Fine Art Photography

BLOG

 

i have no idea what i'm doing anymore

 

Art As A Commodity

ART+COMMODITY

I've been invited to a debate on conservation of the contemporary arts; and I feel it's important to not just document the event, but also, my thought processes before, because the subject seems to be highly contentious. If I go in with an open mind ready to learn, I may do just that.

This debate arises from growing concerns among those associated with the art market about the impermanence of contemporary art and the unique challenges that it brings, such as the many forms of media used in contemporary art and hence the likely impact on their long-term monetary investment value. It will touch on which areas of the art world are responsible for the longevity of contemporary artworks, and how this corresponds to their present and future values.

The Art Market

I know very little of the contemporary art market, which I think is important to note, because my view is one that is shrouded by a certain ignorance. I have two of Christie's not-catalogue-buts-shows-works-and-prices books; which show that Netz, by Gerhard Richter is expected to sell in the regions or £7,000,000-£10,000,000 ($12,000,000-$16,000,000). Incidentally, Richter also thinks that the art markets prices are shocking. Also important to note, is that Richter is as confused by the art market as I am (Bonus).

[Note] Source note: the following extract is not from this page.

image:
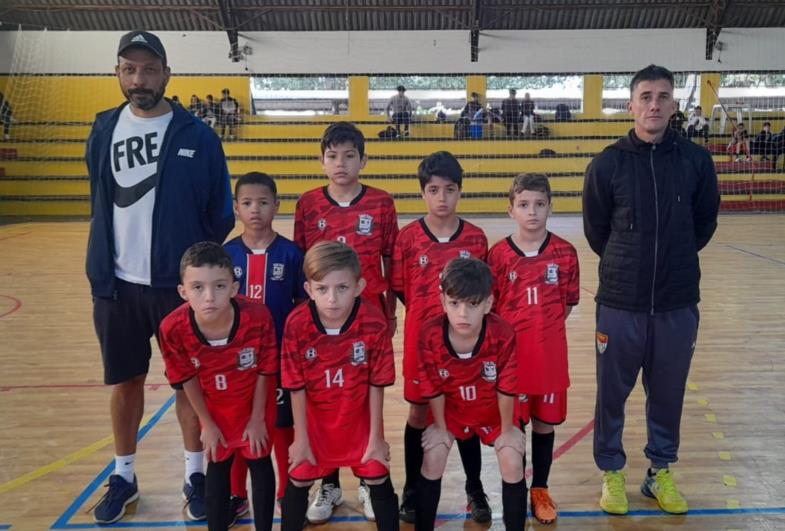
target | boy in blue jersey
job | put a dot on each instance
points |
(268, 267)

From the point of view of an emerging artist the art market seem's to be less about art and more about money. Big wallets are buying beautiful art, keeping it in vaults and selling it on. The debate seems to be rising from the concern that video art, happenings and clouds in rooms are difficult to buy and sell. There is very little to be held; and how can you place monetary value on an intangible.

cristiescatalogue

Conserving Art

I've seen a lot of exhibitions that solely focus on the documentation of a live art piece. In fact, I've never seen any work by Tehching Hsieh; I have only ever seen the documentation of his year long performances; which fascinated me enough to go buy a huge book on him. The documentation is the conservation of artworks such as Hsieh, and Sierra. The photographs and associated writings become the proof that this was an artwork and it happened and it was experienced by the artist and others.

Example: Iain Forsyth & Jane Pollard create beautiful videos and live art. In the case of live art, the art is the moment and experience.

To conserve the art, you can document it in different ways, but in terms of the artwork going to auction, I struggle to see what would be auctioned off, maybe a memory stick with a video on it? The intellectual idea (but that's a scary thought).

Art As Investment

Richter fondly recalled the memory of selling Abstraktes Bild almost 30 years ago to a Cologne collector “for I think around 15,000 marks” (around €7,670). “I was very proud that it became part of his collection.”

No one who had bought his works in recent years, he said, had ever contacted him to show an interest in him or his work, implying that they were only interested in the work’s investment value. He confirmed that often his works were among those bought as safe, tax-free capital investments and stored in art bunkers in east Asia or Switzerland.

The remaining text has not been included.